Komşusu Zeynep Hanım onu sık sık uyarırdı.
_Ayça’cığım, çocukların altını babalarının yanında dahi açmamalısın. Utanma duygusunu alacaksın çocukların.
_Aman canııım! Onlar daha çok küçük, ne anlar ki teyzesi. Zamanı gelince öğrenirler nasılsa!
_Ben olsam ne altını değiştirmeyi ne de kıyafetini değiştirmeyi hiç kimsenin yanında yapmazdım!..
_Senin de bir çocuğun olsun da o zaman görürüz…
Ayça ve Zeynep farklı şehirlere taşındıkları için uzun süre görüşemediler. Bu arada Zeynep’in üç sene ara ile iki kızı oldu. Zeynep, hamilelikleri boyunca büyüyen karnının başkaları tarafından farkedilmemesi için geniş kıyafetler tercih etti. Aynen dediği gibi evlatlarını hiç kimsenin yanında giydirmedi. Hiç kimsenin yanında altını açmadı.

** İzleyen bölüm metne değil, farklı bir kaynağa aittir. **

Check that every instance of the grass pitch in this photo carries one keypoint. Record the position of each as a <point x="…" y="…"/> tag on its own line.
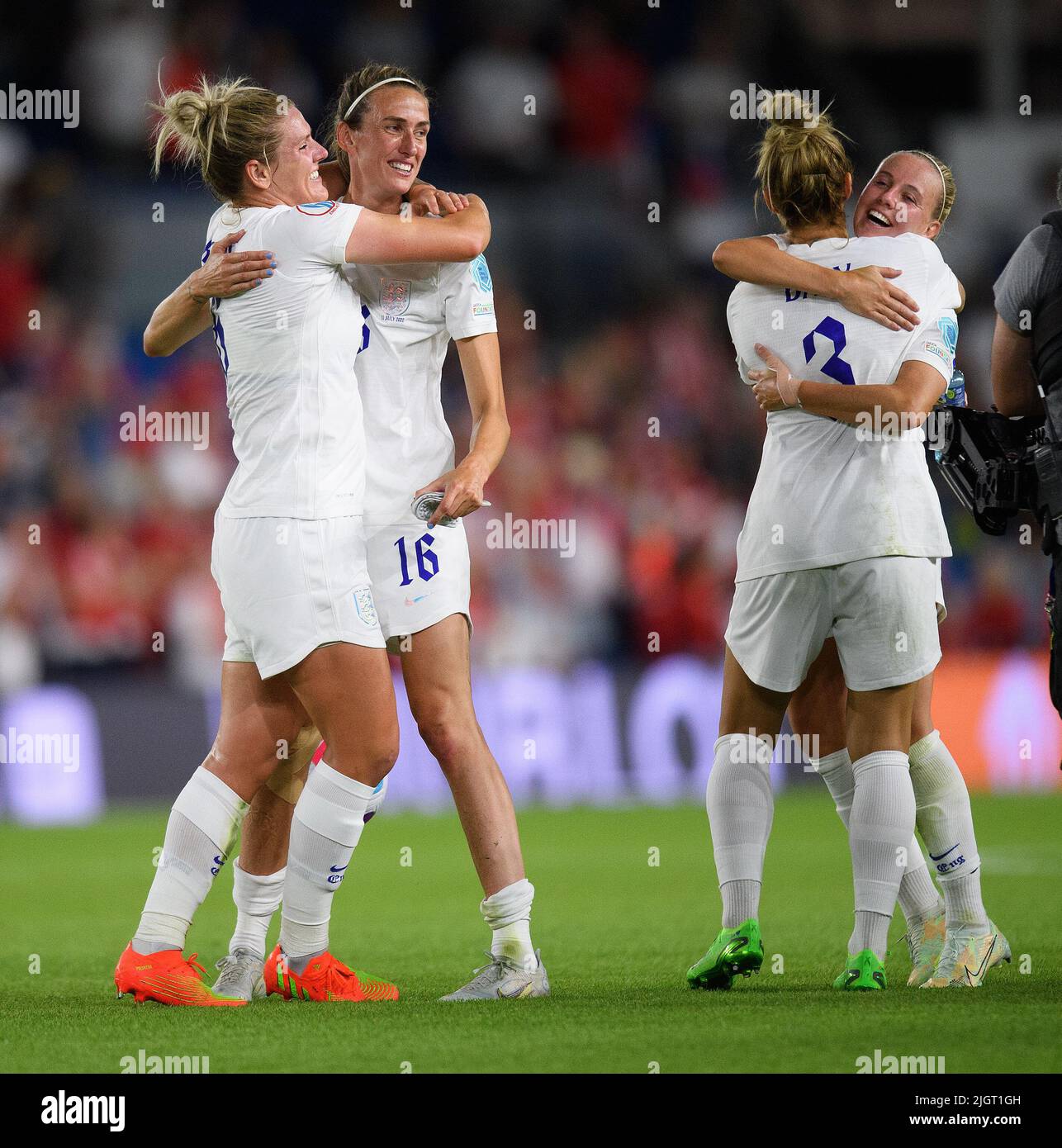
<point x="617" y="933"/>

Ayça ve Zeynep yıllar sonra bir düğünde karşılaştılar. Karşısında duran Zeynep’in yanında iki harika genç kız duruyordu. Ayça ne düşüneceğini bilemedi. Gözlerine inanamıyordu. Yıllar önce Zeynep’in kızlarının olduğunu duymuştu. Tesettürleri ve bakışlarından ne kadar ahlaklı oldukları ilk bakışta farkedilen kızları görünce ne diyeceğini bilemedi. Bir an düşüncelere daldı. Bu kadar naif, bu kadar saygılı, hatırnaz ve haya sahibi kızlar, bu devirde nasıl olabilir? Ne yaptı da… Diye mırıldandı.
Birde benim haddini bilmez, büyük küçük dinlemez, utanma, nedir bilmeyen, insan içinde beni mahcup eden çocuklarımı düşününce… İnanamıyorum!..
Ayça düşüncelere öylesine dalmıştı ki, sanki kafasından aşağı buz gibi su dökülmüşçesine irkildi. Yaptığı hatalar gözünün önüne geldi. Komşusunun uyarılarını hiç önemsemediği günleri hatırladı. Çok üzüldü. Küçücük görünen detayların nelere mal olabileceğini bilememişti. Keşke… Diyerek iç geçirdi.
Çocuğunuzun UTANMA duygusundan yoksun olmasını istiyorsanız, çocuğunuzun altını değiştirme ve giyindirme işlemlerini başkalarının görebileceği ortalık yerde yapın.